The biggest casualty was SAP, which left 150,000 attendees of its Sapphire Now virtual conference hanging when its conference website crashed as the 4-day event began. Viewers were eventually redirected to Twitter, but only around 2,400 “got the memo” to watch CEO Christian Klein give his pre-debut keynote at the annual event. He later apologised, blaming a third party provider of the conference facility.
The sheer scale of online attendance at such events has proved to be a challenge to even the largest technology companies. SAP last year hosted 30,000 people at Sapphire in Orlando, itself up from 21,000 the year before. The five-fold increase this year was unprecedented.
Many events were bedevilled by the poor home connections of presenters themselves, resulting in both video and audio breaking up.

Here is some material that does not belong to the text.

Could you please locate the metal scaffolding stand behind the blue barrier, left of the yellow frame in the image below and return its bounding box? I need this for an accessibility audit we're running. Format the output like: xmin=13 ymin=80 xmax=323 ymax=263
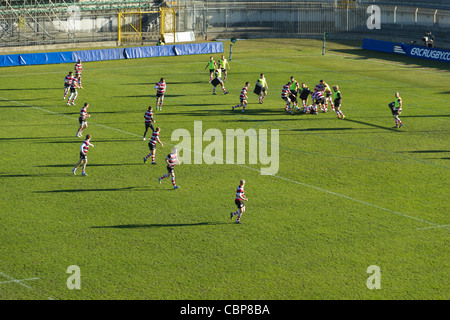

The major advantage of such virtual events is that all proceedings can be viewed later, on-demand. Particularly as many of these were beamed from the San Francisco area, home to Silicon Valley, time differences made live viewing unfeasible in many parts of the world. SAP made amends by announcing “The Conversation Continues”, with on-demand availability of all sessions.
Mid-June also saw the virtual staging of the Cisco Live conference from San Francisco, and the SAS Global Forumfrom the data analytics company SAS Institute’s HQ in North Carolina. VeeamOn 2020, originally scheduled for Las Vegas in May by the storage management specialist, moved to the Web in June, and saw its registrations leap from an expected few thousand to 23,000.
Hewlett Packard Enterprise, which last year attracted 10,000 paying delegates to HPE Discover in Las Vegas, did not give numbers for attendees at its online HPE Discover Virtual Experience this week, but it was expected that many multiples of the previous number would attend a total of 150 separate sessions. The event kicked off last Tuesday with a keynote by CEO Antonio Neri, who had revealed on Twitter a weekearlier that he had tested positive for the coronavirus but was recovering.
Several regional events aimed at the Europe, Middle East and Africa market, including the AWS Summit Online and Salesforce Live: EMEA, joined the crush. Both highlighted the contrasting experience of speakers with professional studio set-ups – such as the copybook appearance of Amazon chief technology officer Werner Vogels – and those speaking from basic home offices with average connectivity.
Apple gave one of the few flawless performances among the big names, when its 5-day Worldwide Developer Conference opened last Monday. While it was pre-recorded, that strategy had not served other companies as well.